A starting point for building web applications with Polymer 1.0
- Polymer, Paper and Iron elements
- Material Design layout
- Routing with Page.js
- Unit testing with Web Component Tester
- Offline-first setup through Service Worker elements
- End-to-end Build Tooling (including Vulcanize)
To take advantage of Polymer Starter Kit you need to:
- Get a copy of the code.
- Install the dependencies if you don't already have them.
- Modify the application to your liking.
- Deploy your production code.
Download and extract Polymer Starter Kit to where you want to work.
With Node.js and npm installed, run:
$ npm run deps
This will install the element sets (Paper, Iron, Platinum) and tools we will use to serve and build apps.
$ gulp serve
This outputs an IP address you can use to locally test and another that can be used on devices connected to your network.
$ gulp test:local
This runs the unit tests defined in the app/test
directory through web-component-tester.
$ gulp
Build and optimize the current project, ready for deployment. This includes linting as well as vulcanization, image, script, stylesheet and HTML optimization and minification.
Polymer 1.0 introduces a shim for CSS custom properties. We take advantage of this in app/elements/app-theme.html
to provide theming for your application. You can also find our presets for Material Design breakpoints in this file.
Web apps built with Polymer Starter Kit come configured with support for Web Component Tester - Polymer's preferred tool for authoring and running unit tests. This makes testing your element based applications a pleasant experience.
Polymer uses Bower for package management. This makes it easy to keep your elements up to date and versioned. For tooling, we use NPM to manage Node-based dependencies.
Polymer Starter Kit offers an offline-first experience thanks to Service Worker and the Platinum Service Worker elements. New to Service Worker? Read the following introduction to understand how it works.
Our default offline setup should work well for relatively simple applications. For more complex apps, we recommend learning how Service Worker works so that you can make the most of the Platinum Service Worker element abstractions.
If you experience an issue with Service Worker support in your application, check the origin of the issue and use the appropriate issue tracker:
- sw-toolbox
- platinum-sw
- platinum-push-notifications-manager
- For all other issues, feel free to file them here.
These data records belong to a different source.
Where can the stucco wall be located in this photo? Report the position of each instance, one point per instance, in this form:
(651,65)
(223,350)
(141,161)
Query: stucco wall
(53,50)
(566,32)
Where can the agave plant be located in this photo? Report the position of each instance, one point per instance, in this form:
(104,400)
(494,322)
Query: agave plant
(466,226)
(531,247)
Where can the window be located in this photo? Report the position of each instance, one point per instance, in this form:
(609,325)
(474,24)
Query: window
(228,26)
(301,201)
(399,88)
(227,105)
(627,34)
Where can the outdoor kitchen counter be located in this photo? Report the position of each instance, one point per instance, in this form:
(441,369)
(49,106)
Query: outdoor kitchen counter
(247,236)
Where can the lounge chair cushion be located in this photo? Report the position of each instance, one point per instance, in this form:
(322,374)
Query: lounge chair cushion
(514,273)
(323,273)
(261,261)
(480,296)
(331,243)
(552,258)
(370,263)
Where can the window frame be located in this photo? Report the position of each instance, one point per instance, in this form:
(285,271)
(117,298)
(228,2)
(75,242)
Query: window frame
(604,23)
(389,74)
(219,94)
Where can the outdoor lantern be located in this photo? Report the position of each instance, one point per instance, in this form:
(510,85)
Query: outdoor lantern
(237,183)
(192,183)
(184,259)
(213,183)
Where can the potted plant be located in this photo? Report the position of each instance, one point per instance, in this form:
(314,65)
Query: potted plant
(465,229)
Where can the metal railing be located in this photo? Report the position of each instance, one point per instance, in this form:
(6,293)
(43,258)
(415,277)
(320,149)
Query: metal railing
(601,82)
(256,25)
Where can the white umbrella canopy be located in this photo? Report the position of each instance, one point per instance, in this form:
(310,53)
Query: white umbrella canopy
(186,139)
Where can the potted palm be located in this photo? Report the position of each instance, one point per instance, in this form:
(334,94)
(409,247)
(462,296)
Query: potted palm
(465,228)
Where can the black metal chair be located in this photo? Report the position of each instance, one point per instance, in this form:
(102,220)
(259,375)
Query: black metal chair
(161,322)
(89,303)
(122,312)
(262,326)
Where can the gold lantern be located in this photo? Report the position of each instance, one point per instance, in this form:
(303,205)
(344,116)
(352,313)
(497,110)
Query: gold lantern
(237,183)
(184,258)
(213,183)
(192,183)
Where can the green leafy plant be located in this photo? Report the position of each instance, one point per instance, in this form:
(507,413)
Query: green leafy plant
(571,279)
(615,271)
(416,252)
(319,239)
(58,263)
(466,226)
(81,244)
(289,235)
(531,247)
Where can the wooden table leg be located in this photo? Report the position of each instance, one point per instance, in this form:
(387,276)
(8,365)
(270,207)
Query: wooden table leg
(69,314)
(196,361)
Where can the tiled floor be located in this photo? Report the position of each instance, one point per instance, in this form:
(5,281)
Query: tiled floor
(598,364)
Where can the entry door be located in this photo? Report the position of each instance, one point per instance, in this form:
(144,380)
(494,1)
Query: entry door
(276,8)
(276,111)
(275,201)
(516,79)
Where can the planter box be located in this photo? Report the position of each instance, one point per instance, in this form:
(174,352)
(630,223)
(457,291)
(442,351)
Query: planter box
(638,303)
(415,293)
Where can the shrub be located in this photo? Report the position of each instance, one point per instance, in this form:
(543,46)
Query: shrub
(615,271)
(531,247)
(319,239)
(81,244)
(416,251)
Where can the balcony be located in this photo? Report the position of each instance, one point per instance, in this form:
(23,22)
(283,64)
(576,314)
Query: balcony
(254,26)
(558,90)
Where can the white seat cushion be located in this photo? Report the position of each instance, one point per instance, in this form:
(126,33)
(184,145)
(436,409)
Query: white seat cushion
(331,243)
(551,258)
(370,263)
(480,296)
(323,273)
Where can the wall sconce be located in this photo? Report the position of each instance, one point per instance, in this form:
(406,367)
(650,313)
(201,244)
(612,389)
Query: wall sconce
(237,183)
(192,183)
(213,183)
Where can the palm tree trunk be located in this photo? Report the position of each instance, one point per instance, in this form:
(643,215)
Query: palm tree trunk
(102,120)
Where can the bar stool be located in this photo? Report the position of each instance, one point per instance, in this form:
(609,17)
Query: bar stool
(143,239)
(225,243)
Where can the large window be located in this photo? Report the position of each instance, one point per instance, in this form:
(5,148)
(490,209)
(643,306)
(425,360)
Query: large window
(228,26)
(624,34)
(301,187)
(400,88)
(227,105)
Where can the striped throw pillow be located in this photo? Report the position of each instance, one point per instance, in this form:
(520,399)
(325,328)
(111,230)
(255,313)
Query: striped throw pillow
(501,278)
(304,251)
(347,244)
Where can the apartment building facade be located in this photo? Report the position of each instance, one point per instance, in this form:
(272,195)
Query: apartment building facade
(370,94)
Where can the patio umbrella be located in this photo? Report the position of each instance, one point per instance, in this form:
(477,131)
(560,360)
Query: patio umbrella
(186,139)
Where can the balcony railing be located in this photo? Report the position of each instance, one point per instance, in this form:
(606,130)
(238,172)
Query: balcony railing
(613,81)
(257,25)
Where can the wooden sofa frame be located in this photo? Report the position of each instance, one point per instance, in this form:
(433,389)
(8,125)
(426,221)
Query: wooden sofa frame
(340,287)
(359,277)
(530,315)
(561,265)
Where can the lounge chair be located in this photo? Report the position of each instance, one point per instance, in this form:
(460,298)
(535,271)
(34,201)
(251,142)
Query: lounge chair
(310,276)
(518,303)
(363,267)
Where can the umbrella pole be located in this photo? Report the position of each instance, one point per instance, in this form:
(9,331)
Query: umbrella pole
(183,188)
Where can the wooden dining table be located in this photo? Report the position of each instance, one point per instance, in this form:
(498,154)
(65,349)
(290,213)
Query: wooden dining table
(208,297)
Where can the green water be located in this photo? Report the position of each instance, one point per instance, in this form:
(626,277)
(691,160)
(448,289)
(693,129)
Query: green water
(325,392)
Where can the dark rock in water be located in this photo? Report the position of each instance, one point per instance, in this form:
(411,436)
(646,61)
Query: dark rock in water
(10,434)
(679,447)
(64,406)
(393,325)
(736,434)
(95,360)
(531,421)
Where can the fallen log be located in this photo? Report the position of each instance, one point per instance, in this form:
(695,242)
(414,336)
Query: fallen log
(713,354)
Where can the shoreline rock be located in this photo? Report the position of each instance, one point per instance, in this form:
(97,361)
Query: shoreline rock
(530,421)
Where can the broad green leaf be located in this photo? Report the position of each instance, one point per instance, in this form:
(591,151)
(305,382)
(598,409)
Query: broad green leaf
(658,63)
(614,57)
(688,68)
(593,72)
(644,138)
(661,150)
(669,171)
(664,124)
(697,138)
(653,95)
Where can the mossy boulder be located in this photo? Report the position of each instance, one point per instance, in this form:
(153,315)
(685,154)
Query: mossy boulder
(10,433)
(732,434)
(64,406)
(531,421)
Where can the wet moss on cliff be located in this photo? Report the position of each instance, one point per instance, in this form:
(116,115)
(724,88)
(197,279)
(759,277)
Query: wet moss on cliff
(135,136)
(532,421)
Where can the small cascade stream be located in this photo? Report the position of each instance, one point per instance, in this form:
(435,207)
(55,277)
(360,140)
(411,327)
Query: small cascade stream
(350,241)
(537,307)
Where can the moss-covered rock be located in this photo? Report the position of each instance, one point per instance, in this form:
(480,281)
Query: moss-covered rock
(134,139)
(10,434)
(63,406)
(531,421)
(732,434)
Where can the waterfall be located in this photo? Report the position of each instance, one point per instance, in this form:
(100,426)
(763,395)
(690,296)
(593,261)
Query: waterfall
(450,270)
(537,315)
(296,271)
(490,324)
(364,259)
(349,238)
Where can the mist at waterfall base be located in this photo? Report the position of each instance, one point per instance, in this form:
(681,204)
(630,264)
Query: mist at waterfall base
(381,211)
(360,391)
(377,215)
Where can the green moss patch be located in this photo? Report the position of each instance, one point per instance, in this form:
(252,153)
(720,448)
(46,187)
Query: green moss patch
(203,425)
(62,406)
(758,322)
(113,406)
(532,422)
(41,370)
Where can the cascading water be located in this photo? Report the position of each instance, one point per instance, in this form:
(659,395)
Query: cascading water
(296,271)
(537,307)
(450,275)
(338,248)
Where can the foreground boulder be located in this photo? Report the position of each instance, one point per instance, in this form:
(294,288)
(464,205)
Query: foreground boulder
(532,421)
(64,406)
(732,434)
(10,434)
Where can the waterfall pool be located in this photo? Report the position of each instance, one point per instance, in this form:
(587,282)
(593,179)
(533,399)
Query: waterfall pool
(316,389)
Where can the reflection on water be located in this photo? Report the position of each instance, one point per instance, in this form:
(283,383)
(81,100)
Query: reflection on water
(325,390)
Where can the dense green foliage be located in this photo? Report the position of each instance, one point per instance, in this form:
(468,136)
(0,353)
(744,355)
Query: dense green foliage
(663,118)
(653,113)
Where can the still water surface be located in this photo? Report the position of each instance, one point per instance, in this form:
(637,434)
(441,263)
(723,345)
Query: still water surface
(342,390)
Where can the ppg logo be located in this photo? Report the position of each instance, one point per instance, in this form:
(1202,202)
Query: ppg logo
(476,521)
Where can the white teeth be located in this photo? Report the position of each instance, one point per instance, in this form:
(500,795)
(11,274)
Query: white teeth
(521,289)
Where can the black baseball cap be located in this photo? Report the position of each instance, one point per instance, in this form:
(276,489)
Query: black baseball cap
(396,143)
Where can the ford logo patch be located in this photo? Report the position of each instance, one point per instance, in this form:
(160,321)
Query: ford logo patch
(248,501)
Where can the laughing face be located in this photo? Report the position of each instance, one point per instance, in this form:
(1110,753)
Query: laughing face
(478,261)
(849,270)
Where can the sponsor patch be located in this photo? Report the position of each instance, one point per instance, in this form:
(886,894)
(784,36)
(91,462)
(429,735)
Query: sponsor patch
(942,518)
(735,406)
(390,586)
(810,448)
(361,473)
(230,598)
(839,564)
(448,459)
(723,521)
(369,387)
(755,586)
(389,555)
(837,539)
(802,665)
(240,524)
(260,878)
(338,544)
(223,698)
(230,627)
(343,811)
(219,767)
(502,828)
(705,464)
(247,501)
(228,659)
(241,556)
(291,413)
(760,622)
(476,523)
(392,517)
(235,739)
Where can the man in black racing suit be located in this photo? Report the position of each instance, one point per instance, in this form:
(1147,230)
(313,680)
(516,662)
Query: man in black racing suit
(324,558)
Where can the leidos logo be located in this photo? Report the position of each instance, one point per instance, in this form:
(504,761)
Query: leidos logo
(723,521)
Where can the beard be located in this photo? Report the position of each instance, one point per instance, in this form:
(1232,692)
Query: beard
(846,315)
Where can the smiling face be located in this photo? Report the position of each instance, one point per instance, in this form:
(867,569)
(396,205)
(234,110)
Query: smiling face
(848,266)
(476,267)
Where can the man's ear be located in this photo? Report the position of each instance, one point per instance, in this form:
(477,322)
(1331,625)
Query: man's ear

Service Workers are only available to "secure origins" (HTTPS sites, basically) in line with a policy to prefer secure origins for powerful new features. However http://localhost is also considered a secure origin, so if you can, developing on localhost is an easy way to avoid this error. For production, your site will need to support HTTPS.
If you need to debug the event listener wire-up use chrome://serviceworker-internals
.
This page shows your registered workers and provides some basic operations.
- Unregister: Unregisters the worker.
- Start: Starts the worker. This would happen automatically when you navigate to a page in the worker's scope.
- Stop: Stops the worker.
- Sync: Dispatches a 'sync' event to the worker. If you don't handle this event, nothing will happen.
- Push: Dispatches a 'push' event to the worker. If you don't handle this event, nothing will happen.
- Inspect: Opens the worker in the Inspector.
In order to guarantee that the latest version of your Service Worker script is being used, follow these instructions:
- After you made changes to your service worker script, close all but one of the tabs pointing to your web application
- Hit shift-reload to bypass the service worker as to ensure that the remaining tab isn't under the control of a service worker
- Hit reload to let the newer version of the Service Worker control the page.
If you find anything to still be stale, you can also try navigating to chrome:serviceworker-internals
(in Chrome), finding the relevant Service Worker entry for your application and clicking 'Unregister' before refreshing your app. This will (of course) only clear it from the local development machine. If you have already deployed to production then further work will be necessary to remove it from your user's machines.
If for any reason you decide that Service Worker support isn't for you, you can disable it from your Polymer Starter Kit project using these 3 steps:
- Remove 'precache' from the list in the 'default' gulp task (gulpfile.js)
- Remove the two Platinum Service Worker elements (platinum-sw/..) in app/elements/elements.html
- Remove references to the platinum-sw elements from your application index.
You will also want to navigate to chrome://serviceworker-internals
and unregister any Service Workers registered by Polymer Starter Kit for your app just in case there's a copy of it cached.
Polymer Starter Kit is a new project and is an ongoing effort by the Web Component community. We welcome your bug reports, PRs for improvements, docs and anything you think would improve the experience for other Polymer developers.